I’ve suffered one such loss so far this year, and that was my blog site vanishing – pop! – overnight. I’d written several long posts into which I’d put a lot of creative energy and time, and received a lot of positive feedback and comments from friends and peers. The words and the sentiment of these posts meant a lot to me, and now I’ll never get them back. I’ve mourned them now, and though still grieving somewhat for those lost words, I’m preparing my relaunch into the blogosphere in my turbo-powered starship of joy and sadness and wonder. Not to overegg it or anything.

When I was in art college, back in my late teens, I had a tutor whose catchphrase was ‘happy accidents’. By this, he meant all those times you lost a favoured creation and had to start again from scratch, only to create something more authentic and original next time around, or spilling drawing ink all over the intricate illustration you’d spent a month on, only to find a way to incorporate the accident into the artpiece itself. When I was studying creative writing at university in my mid-twenties, I had another tutor, and his catchphrase was ’embrace the disaster’. When he spoke about embracing the disaster, he meant that I should look to all the obstacles and stressors keeping me back from creating, and harness them as the material for the creation itself. “You lost your blog and all your writing?

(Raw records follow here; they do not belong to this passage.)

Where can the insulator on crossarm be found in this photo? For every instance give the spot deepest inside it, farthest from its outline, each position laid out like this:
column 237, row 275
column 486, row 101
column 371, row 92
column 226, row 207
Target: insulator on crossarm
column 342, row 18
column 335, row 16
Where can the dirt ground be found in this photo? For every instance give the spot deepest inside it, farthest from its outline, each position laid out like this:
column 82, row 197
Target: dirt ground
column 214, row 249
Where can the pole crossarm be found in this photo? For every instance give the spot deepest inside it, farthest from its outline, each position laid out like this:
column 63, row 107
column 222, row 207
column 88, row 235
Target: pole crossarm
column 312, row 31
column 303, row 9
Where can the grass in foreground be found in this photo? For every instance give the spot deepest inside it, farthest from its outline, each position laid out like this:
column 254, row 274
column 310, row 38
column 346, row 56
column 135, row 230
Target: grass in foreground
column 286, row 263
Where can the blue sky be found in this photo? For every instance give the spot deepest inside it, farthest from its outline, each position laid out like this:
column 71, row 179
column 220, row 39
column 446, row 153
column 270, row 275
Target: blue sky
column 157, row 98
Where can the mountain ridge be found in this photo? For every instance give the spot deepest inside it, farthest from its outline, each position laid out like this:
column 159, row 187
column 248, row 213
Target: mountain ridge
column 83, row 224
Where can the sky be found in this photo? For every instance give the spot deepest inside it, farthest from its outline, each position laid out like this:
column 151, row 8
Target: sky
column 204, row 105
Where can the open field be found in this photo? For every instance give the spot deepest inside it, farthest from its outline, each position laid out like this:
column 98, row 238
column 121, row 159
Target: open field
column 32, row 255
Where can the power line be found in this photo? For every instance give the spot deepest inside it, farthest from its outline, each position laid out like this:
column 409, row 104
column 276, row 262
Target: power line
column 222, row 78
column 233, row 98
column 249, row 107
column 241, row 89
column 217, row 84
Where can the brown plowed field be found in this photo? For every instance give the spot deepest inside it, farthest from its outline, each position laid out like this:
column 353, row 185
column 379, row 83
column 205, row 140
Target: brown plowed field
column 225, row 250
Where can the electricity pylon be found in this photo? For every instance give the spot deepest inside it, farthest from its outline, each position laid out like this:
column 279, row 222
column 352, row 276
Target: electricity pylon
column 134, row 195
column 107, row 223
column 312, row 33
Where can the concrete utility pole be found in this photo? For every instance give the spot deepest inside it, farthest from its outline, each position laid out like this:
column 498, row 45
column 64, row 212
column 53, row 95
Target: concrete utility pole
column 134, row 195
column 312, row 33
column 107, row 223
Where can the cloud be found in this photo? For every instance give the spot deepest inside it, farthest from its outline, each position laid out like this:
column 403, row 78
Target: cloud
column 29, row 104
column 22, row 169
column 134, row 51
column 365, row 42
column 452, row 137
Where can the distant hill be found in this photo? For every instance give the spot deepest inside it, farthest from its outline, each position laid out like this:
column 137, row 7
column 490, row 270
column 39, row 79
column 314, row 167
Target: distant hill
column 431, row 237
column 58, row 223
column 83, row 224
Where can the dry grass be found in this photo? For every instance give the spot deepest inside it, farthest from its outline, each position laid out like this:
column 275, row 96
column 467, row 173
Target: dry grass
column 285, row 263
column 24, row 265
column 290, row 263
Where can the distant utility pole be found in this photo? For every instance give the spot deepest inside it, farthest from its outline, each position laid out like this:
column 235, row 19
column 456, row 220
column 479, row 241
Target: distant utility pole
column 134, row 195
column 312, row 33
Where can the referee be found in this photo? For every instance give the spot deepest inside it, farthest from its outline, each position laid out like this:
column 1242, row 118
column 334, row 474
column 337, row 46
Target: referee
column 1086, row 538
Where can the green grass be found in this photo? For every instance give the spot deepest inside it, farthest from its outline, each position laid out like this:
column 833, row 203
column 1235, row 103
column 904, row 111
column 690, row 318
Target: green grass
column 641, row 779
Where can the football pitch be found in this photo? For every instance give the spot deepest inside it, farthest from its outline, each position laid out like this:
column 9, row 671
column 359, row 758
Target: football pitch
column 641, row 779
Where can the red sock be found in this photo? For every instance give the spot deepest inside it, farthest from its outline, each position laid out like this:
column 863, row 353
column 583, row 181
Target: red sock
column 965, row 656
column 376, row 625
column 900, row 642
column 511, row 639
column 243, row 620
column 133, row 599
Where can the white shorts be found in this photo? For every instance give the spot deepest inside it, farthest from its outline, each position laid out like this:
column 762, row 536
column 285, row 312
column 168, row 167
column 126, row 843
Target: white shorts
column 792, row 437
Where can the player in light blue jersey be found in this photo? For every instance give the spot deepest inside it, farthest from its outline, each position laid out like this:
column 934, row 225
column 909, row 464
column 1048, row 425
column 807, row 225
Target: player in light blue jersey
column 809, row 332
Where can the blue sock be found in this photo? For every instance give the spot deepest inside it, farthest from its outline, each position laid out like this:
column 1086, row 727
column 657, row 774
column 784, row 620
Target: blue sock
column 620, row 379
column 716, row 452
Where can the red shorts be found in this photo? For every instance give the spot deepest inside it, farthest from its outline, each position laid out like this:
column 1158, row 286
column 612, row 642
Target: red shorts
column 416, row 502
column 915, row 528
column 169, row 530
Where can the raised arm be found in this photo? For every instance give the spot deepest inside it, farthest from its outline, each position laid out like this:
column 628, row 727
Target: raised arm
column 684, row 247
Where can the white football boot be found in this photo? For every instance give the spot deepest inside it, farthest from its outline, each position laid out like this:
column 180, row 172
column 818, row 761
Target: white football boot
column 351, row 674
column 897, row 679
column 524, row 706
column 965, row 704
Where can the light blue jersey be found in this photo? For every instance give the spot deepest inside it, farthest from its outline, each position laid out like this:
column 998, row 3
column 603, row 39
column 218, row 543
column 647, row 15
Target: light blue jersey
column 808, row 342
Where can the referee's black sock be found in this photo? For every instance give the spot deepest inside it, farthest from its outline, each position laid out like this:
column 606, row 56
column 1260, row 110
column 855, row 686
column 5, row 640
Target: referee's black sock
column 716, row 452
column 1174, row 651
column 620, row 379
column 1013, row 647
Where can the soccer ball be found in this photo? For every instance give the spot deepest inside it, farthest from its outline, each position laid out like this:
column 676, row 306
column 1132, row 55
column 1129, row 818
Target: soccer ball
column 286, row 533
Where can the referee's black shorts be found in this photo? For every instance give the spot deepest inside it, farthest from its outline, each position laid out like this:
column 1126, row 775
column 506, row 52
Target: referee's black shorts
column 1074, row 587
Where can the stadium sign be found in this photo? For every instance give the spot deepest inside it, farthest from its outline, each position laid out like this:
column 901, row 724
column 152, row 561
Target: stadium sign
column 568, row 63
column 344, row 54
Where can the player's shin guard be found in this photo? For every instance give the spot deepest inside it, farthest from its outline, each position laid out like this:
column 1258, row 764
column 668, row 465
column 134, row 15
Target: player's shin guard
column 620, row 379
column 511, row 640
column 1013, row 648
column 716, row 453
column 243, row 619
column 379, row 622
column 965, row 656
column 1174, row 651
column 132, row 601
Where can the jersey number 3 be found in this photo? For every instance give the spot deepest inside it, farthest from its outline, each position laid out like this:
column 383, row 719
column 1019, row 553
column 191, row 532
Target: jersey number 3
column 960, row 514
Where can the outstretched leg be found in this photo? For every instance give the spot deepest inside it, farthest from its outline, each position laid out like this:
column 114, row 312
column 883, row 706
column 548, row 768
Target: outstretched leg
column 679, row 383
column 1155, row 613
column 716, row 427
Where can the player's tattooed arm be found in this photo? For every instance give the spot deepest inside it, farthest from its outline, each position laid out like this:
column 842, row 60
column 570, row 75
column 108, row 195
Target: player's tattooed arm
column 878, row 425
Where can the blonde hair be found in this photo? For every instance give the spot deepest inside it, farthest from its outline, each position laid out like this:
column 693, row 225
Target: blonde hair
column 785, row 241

You’re in despair? Write about it.” And he was right. When you embrace the disaster, whatever it may be, you make it part of yourself and become its master. That tutor’s advice has been my mantra ever since, both on- and off-page.

I’ve always suffered from erratic moods: a neurotic, depressive, highly strung demeanour. During the time I was studying for my Masters, it came in like a wrecking ball, and threatened to stop me writing, full stop. I went to my tutor and explained how I could barely drag myself from off the floor, and that all I could manage to write was self-indulgent, miserable shit. I’d have a good day and charge into a new interest or research angle for a creative piece, only to wake up the next day completely disinterested in the work I’d done. I filled up notebooks and notebooks with self-hate and paranoid delusions and bitter diatribes. My lack of focus, and impending deadlines, were making me a nervous wreck, prone to crippling anxiety attacks on a weekly basis. But in the sweet, musty cocoon of my tutor’s book-filled study, he reiterated the mantra. Embrace the disaster, he told me, patiently, knowing well he’d told me at least a dozen times before. And so, I did. I found all the little fragments of shattered promise scattered throughout the pages of my manic notebooks, and I pieced them together and found the story. It was not my story anymore. By taking all those shards of pain and rearranging them, sewing them carefully together in the right order, someone else was born. A happy accident, hiding in the pages of my most downhearted days.

I began this year high on the idea that I’d document One Hundred Happy Days, an online trend for blogging about the places we find happiness from day to day. Sometimes, those things are hard to come by, but I persisted, and found joy waiting in the disasters around every turn. Life, for me at least, is always a disaster because I’m erratic, and I charge and spin my way through days like a hurricane, a writer trying to narrow herself down to being just one person. Sometimes it gets me down that I cannot seem to be more stable, more unified or tamed, but so long as I can embrace the disaster that I am, and understand that my life is made up of a million happy accidents strung together to make my story, I can rise above the gloom, and carry on creating…

Writing in response to 1000 WORDS on the subject of creativity.